What’s in a name? Apparently everything, especially if that name happens to be that of your competition that you use at will. You just might be dragged into a lawsuit. This is exactly what happened recently when Horlicks, the health drink from Glaxo SmithKline (GSK) in its TVC blatantly showed its competitor brand Complan and compared how Horlicks was a smarter choice.
Needless to say, Heinz, the company which owns the brand Complan, raised an issue and the matter is now sub judice. In fact, after the recent bombardment of the Horlicks ad on mostly all kids channels, it has now gone off air, though Complan on its part is out with a new TVC that claims that “Children served Complan with a regular diet grow twice as fast compared to those only on a regular diet, because Complan contains 100 per cent milk proteins and 23 vital nutrients.”
Thankfully, there is no Horlicks brand in the picture or anything even remotely looking similar to the brand packaging with conspicuous efforts made to hide the name of the brand, hence Complan manages to pull this off successfully.
This brings us to a vital point in comparative advertising. Isn’t advertising all about comparing one brand with another and proving how your brand is better than the rest? After all, the scope of advertising is to establish your brand as the preferred brand among consumers and the comparative formula has been taken many a time in the past, be it for hair oil, cold drinks, dish bar, washing powder or soap, among others. Or else, we would have never seen the iconic Surf ad – ‘Uski sari meri sari se safed kaise?’
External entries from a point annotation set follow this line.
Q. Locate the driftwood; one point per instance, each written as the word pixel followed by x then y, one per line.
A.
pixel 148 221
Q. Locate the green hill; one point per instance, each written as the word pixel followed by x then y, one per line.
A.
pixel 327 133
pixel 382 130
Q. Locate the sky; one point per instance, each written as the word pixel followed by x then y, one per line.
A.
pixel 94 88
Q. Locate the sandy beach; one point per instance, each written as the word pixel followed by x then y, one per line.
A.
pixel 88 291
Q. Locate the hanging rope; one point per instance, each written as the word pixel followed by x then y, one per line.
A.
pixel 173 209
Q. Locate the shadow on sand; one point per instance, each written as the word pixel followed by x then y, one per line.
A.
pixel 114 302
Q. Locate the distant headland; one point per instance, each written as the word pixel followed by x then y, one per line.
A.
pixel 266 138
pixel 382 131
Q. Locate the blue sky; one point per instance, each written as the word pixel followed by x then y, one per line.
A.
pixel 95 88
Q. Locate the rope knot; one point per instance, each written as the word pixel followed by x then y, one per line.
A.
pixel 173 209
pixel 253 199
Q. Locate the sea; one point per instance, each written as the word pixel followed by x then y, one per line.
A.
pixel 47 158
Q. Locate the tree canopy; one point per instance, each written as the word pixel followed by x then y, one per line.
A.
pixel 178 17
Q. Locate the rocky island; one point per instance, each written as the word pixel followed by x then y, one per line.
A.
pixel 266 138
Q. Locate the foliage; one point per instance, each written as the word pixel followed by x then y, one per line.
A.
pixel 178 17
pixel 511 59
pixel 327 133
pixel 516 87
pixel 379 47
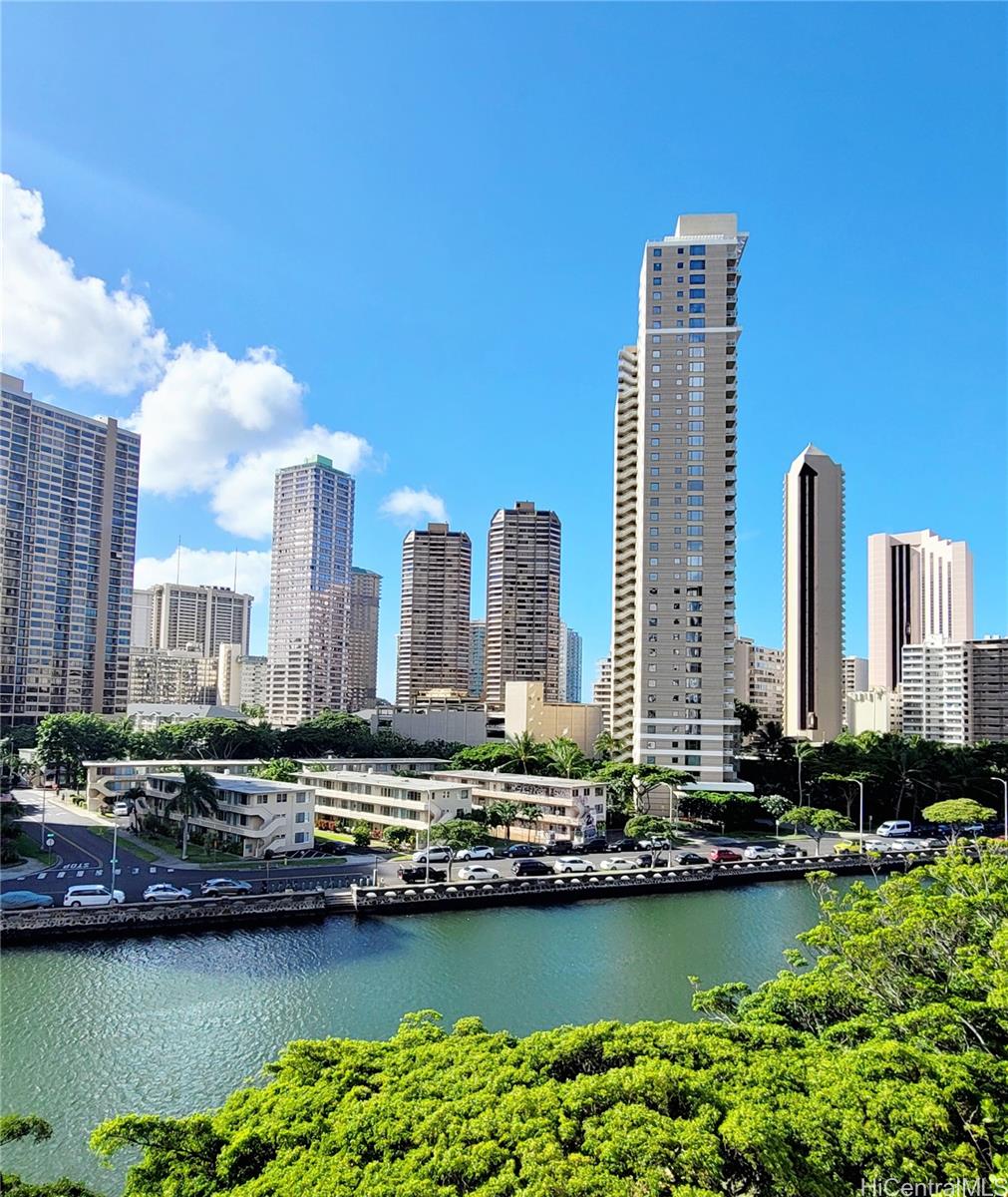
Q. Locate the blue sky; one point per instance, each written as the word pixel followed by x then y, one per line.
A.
pixel 434 216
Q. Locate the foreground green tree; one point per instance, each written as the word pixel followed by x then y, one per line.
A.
pixel 959 813
pixel 878 1053
pixel 816 821
pixel 18 1126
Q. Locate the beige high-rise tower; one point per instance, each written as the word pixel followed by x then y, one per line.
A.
pixel 523 601
pixel 918 586
pixel 365 597
pixel 674 506
pixel 69 534
pixel 813 597
pixel 434 634
pixel 309 592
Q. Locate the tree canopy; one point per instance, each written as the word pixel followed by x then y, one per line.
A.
pixel 878 1052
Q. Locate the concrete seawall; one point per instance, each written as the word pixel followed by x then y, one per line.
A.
pixel 166 919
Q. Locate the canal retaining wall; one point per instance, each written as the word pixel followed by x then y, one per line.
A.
pixel 165 919
pixel 580 886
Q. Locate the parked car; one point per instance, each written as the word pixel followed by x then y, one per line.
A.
pixel 166 892
pixel 559 848
pixel 411 873
pixel 517 850
pixel 430 855
pixel 530 869
pixel 757 853
pixel 720 855
pixel 222 887
pixel 477 853
pixel 894 829
pixel 24 899
pixel 94 896
pixel 478 873
pixel 573 865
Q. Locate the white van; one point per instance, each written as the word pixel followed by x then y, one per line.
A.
pixel 894 829
pixel 93 896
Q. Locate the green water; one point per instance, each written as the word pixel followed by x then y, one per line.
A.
pixel 172 1024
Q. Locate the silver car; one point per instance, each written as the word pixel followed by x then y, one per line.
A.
pixel 165 892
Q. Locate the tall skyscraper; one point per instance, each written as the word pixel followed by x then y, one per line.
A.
pixel 523 599
pixel 309 597
pixel 69 533
pixel 674 506
pixel 434 633
pixel 179 616
pixel 918 586
pixel 602 692
pixel 477 656
pixel 813 597
pixel 365 597
pixel 935 689
pixel 570 664
pixel 988 662
pixel 759 679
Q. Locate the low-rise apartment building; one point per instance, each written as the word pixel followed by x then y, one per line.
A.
pixel 385 800
pixel 570 808
pixel 254 817
pixel 109 779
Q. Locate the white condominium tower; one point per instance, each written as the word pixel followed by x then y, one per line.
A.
pixel 570 664
pixel 674 506
pixel 918 586
pixel 69 533
pixel 523 601
pixel 813 597
pixel 309 596
pixel 173 615
pixel 434 633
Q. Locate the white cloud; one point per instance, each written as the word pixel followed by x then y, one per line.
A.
pixel 71 326
pixel 208 568
pixel 206 410
pixel 209 424
pixel 243 500
pixel 411 507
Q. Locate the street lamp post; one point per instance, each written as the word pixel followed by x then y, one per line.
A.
pixel 114 860
pixel 1004 783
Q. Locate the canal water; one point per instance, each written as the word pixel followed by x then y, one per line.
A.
pixel 173 1023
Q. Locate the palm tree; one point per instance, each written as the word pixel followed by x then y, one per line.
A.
pixel 770 739
pixel 503 814
pixel 608 747
pixel 529 813
pixel 804 749
pixel 565 758
pixel 523 751
pixel 195 796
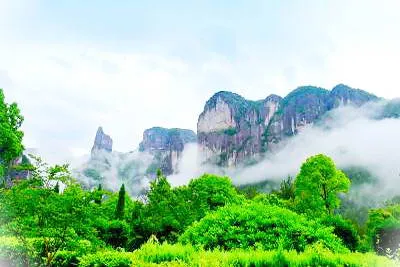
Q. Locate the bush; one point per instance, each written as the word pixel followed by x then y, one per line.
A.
pixel 107 259
pixel 114 233
pixel 66 259
pixel 344 230
pixel 256 225
pixel 153 254
pixel 15 253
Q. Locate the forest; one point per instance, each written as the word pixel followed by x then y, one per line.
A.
pixel 50 219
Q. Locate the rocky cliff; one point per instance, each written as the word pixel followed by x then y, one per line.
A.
pixel 102 142
pixel 166 145
pixel 230 128
pixel 234 130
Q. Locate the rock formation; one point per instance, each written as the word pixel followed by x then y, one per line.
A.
pixel 102 142
pixel 230 128
pixel 233 130
pixel 166 145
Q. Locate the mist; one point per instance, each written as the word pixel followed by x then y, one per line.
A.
pixel 350 136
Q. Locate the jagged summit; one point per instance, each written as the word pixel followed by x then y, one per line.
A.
pixel 102 142
pixel 233 129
Giving her take on comparative advertising, Priti Nair, Managing Partner, BBH India, said, “Comparative advertising had been quite an acceptable practice when I started out in advertising, and one can recall number of instances where we have gone into side by side demo with every effort to hide the competitions’ brand, though one could still figure out the brand being compared to. Though this practice had stopped in the past few years, but I believe with the current economic scenario and shoppers being cautious, this formula is being brought slowly to life again.”
She further said, “If a brand needs to communicate a truth to its consumers, which has a research banking, then comparative advertising can be adopted. Though one should refrain from blatantly proving its point and package the comparison in an interesting way.”
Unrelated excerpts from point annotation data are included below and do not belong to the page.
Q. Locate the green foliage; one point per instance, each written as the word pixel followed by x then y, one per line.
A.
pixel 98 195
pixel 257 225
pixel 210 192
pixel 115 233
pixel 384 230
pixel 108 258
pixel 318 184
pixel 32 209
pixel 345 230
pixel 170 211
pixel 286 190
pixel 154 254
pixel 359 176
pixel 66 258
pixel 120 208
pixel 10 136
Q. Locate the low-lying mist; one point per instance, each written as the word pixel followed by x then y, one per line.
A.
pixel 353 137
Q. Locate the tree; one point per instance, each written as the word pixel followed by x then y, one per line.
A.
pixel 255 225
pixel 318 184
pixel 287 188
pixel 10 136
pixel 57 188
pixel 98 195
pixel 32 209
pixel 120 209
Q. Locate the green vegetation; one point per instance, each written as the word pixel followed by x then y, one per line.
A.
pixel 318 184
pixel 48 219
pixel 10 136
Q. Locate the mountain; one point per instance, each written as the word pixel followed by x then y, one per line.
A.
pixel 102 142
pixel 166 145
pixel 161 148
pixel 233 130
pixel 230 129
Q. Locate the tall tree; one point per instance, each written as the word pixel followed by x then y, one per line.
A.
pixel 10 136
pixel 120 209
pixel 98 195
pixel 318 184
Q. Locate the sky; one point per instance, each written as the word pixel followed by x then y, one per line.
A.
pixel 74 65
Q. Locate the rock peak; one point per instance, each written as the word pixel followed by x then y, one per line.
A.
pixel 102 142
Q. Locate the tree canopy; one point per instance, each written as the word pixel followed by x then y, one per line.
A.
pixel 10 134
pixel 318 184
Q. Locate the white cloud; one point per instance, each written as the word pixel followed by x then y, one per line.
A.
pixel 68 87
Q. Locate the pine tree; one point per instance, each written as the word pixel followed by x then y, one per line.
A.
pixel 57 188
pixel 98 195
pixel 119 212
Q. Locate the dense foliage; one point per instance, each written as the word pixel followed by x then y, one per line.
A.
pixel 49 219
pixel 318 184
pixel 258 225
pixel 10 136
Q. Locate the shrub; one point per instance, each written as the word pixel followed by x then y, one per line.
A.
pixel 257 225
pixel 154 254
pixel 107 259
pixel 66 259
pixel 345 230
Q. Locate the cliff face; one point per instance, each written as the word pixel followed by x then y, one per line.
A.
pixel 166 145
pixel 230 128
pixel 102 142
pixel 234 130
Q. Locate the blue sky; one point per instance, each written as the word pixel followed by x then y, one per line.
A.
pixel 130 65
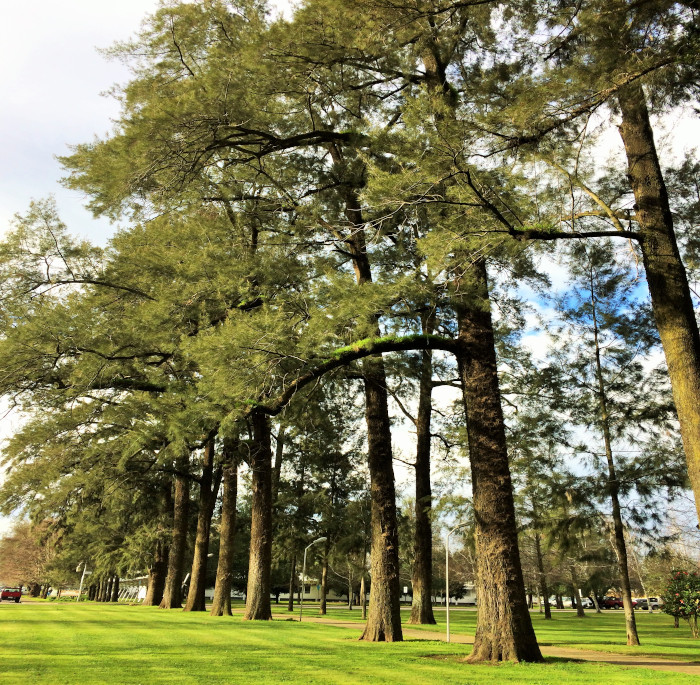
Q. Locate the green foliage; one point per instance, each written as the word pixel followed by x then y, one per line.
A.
pixel 682 598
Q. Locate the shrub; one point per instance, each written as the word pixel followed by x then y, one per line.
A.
pixel 682 598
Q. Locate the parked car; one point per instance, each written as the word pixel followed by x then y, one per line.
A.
pixel 644 603
pixel 586 603
pixel 10 594
pixel 610 602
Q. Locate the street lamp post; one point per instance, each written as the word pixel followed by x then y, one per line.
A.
pixel 303 575
pixel 447 577
pixel 82 578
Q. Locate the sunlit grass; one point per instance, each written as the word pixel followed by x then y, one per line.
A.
pixel 88 643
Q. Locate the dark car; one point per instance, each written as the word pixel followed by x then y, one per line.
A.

In fact, this kind of comparative advertising is not new when it comes to the cola majors, who have taken pot shots at each other with spoofs in advertising. Sprite from the Coca-Cola stable has been immensely popular with its ‘Sprite bujhaye pyaas, baki sab bakwaas’, directly spoofing Pepsico’s Mountain Dew. Even in the recent past, Sprite had come up with ‘Yeh hai Hindustan Meri jaan’ in a direct spoof of Pepsi’s ‘Yeh hai Youngistan meri jaan’.
Manish Bhatt, VP and ECD, Contract Advertising, recalls Pepsi’s ‘Nothing official about it’ tagline as a delightful piece of work that was coined in response to Coca- Cola being the official sponsor of the World Cup Cricket. He said, “Comparative advertising, when tastefully executed, can be an example of successful advertising. Brands are built on competitive spirit, but there has to be a long term strategy in building brands and the proposition should be unique enough to make it convincing. Else it’s akin to salesmen fighting among each other proving their brand to be better, which ends up actually mocking the product.”
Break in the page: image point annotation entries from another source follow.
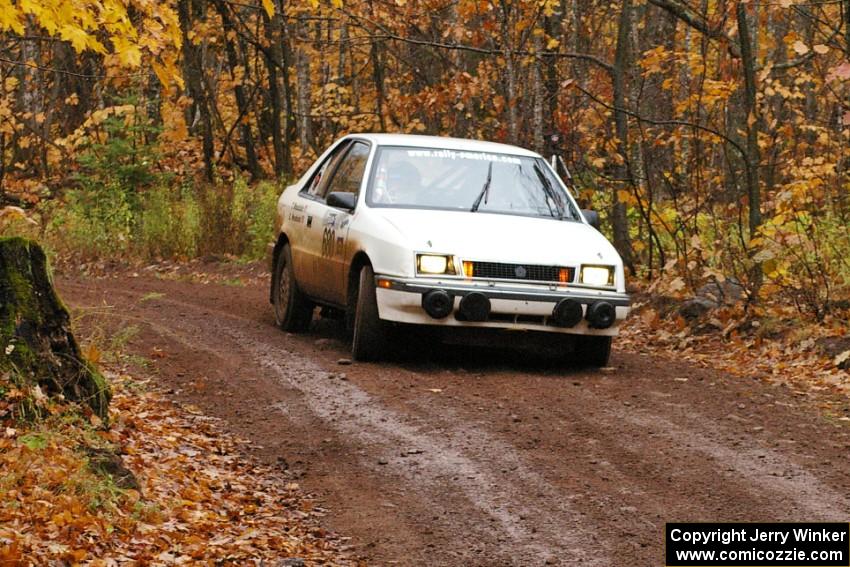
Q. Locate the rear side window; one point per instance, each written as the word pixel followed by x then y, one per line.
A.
pixel 349 175
pixel 315 187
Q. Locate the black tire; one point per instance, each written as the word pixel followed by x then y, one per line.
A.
pixel 292 311
pixel 370 341
pixel 592 350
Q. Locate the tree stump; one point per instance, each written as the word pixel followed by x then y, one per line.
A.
pixel 36 343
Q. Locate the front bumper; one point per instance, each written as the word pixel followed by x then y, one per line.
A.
pixel 513 306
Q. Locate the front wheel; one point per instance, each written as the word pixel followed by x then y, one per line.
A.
pixel 292 311
pixel 370 340
pixel 592 350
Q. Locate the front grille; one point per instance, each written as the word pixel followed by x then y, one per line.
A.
pixel 528 272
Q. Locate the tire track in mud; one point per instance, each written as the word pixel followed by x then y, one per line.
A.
pixel 610 471
pixel 440 459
There is also an opinion that some categories require such comparison, such as automotive, PC, LCD TV, real estate and mutual funds. Rajeev Rakshit, VP, Orchard Advertising, said, “From consumers’ point of view, I think an honest, relevant, knowledgeable comparison gives him an advantage in making a purchase decision, and in certain complex category this is really helpful.”
He added, “Though from an agency’s perspective, I think an upfront comparison is because of intellectual lethargy, which otherwise can be used constructively to create a differentiating proposition. A good piece of advertising is deeply rooted in consumer insight and differentiating content can be used effectively in creating a compelling communication.”
Well, that’s about comparative advertising, but coming back to Horlicks and its recent creative adventure, people at JWT have preferred to keep mum on the subject as the matter is in court. However, a person who has worked closely on the brand did defend it by citing that Coke and Pepsi had done it in the past and this kind of comparison depended on the larger strategy that the brand wanted to adopt.
To sum it all, as Contract’s Bhatt aptly said, “Comparative advertising is explosive and not all agencies or all brands can pull it off.”